Moreover, what suggests Rebelle is having its fantasy cake and eating it too is the film’s aim of universality. Though the details of the narrative recall stories of child soldiers in the Sudan, Rwanda, and Sierra Leone (Nguyen has said in interviews the film is based on a story from Burma), the ambiguity suggests the desire to mobilize the issue towards a Triumph of the Human Spirit tale. As always, the risk in such a move is apolitical desensitization, the whitewashing of a tangible issue for the sake of a grand narrative. Indeed, this becomes most apparent in the figures of the ghosts that plague Komona. Played by actors covered in a gray paste, their interpretation is decidedly theatrical in execution (think Julie Taymor), but the imagery further borrows from the figures emerging from the dust on 9/11, or the baby in the firefighter’s arms after the Oklahoma City bombing. Materializing from the brush and climbing over dark rocky outcrops that contrast with the pallor of their skin, the ghosts are not only fantasy-cum-art house figures, but literally other worldly. Though meant to be the incarnations of people killed in a specific conflict, they suggest an idealized view of shared suffering—the notion that we are all haunted by global conflicts.

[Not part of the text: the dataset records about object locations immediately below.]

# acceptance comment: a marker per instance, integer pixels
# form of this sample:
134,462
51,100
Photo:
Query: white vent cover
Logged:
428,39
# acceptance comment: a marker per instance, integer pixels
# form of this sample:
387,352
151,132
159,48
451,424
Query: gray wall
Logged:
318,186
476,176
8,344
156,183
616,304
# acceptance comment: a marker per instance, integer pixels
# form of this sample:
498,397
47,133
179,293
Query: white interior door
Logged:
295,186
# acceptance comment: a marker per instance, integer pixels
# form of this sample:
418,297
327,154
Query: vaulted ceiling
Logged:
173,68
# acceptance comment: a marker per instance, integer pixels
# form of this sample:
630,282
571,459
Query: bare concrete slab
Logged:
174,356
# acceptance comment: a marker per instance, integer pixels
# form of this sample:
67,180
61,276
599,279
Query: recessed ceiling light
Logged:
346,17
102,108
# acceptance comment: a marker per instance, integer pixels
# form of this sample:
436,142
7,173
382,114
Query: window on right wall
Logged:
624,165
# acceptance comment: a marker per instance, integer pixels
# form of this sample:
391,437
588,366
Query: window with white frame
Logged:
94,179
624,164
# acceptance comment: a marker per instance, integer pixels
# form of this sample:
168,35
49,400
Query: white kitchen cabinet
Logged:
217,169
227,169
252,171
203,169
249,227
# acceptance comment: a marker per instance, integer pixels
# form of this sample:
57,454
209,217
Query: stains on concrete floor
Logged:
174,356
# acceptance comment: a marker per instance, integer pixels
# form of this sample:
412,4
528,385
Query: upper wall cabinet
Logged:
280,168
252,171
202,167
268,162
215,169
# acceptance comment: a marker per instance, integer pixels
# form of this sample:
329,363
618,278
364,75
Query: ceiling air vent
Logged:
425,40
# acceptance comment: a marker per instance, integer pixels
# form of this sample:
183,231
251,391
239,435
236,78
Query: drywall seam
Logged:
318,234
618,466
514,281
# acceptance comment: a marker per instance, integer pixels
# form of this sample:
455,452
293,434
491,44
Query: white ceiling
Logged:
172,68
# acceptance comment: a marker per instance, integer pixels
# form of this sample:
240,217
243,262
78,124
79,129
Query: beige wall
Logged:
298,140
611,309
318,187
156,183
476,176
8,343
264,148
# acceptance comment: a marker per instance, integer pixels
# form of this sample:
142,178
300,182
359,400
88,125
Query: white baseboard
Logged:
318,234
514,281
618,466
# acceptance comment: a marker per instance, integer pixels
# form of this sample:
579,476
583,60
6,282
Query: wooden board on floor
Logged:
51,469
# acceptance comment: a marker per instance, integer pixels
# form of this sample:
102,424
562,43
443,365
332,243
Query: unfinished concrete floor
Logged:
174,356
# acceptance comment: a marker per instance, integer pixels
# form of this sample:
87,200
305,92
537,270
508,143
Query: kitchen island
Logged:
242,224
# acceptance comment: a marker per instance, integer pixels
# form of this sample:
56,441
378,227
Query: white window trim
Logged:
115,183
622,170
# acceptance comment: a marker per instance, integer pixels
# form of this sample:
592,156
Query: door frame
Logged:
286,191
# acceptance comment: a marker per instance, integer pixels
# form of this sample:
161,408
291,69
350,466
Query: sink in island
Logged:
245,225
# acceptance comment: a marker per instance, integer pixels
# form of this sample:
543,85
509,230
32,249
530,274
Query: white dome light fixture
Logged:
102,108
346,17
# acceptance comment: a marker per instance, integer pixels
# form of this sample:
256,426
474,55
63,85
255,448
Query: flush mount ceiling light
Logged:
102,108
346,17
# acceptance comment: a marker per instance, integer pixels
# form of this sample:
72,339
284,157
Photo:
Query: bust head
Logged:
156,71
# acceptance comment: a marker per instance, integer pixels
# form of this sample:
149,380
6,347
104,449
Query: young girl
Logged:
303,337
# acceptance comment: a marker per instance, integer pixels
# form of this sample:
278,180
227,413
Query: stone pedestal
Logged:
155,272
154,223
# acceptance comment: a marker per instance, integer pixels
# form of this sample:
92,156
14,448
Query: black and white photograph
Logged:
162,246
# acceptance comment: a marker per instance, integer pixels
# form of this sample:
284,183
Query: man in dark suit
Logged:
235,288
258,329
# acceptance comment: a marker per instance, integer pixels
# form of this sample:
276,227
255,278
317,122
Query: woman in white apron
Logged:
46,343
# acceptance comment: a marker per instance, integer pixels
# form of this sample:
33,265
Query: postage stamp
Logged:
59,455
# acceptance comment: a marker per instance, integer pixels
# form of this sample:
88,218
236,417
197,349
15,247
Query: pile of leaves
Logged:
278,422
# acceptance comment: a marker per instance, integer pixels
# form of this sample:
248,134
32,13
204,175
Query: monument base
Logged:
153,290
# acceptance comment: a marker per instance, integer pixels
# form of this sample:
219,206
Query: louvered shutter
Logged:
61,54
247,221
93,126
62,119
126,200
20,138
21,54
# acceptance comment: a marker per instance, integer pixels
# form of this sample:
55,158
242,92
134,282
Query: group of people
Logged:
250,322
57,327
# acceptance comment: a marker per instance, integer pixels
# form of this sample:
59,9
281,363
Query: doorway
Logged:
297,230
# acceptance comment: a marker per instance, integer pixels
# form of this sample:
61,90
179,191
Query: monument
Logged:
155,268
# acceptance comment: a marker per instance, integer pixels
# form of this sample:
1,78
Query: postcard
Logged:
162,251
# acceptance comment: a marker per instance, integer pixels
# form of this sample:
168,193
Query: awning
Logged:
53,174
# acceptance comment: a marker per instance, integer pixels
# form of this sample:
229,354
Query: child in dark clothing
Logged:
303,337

Indeed, the film opens itself to such a reading the moment Jean-Claude Van Damme’s face appears, via an onscreen citation of Universal Soldier: Regeneration (2009). Sandwiched between a scene of Magicien play-fighting karate style and the children relaxing while watching Van Damme in action, the clip is one of the few moments that acknowledges the wider world. (The irony of their relaxation being so saturated in violence cannot be missed, couching a Haneke-style media critique in a film set in the Third World). But Van Damme’s visage also points to a precise pun on the title: universal. Combined with the film’s lack of a specific geopolitical locale, Rebelle posits an uncomfortably tidy “we are one” element.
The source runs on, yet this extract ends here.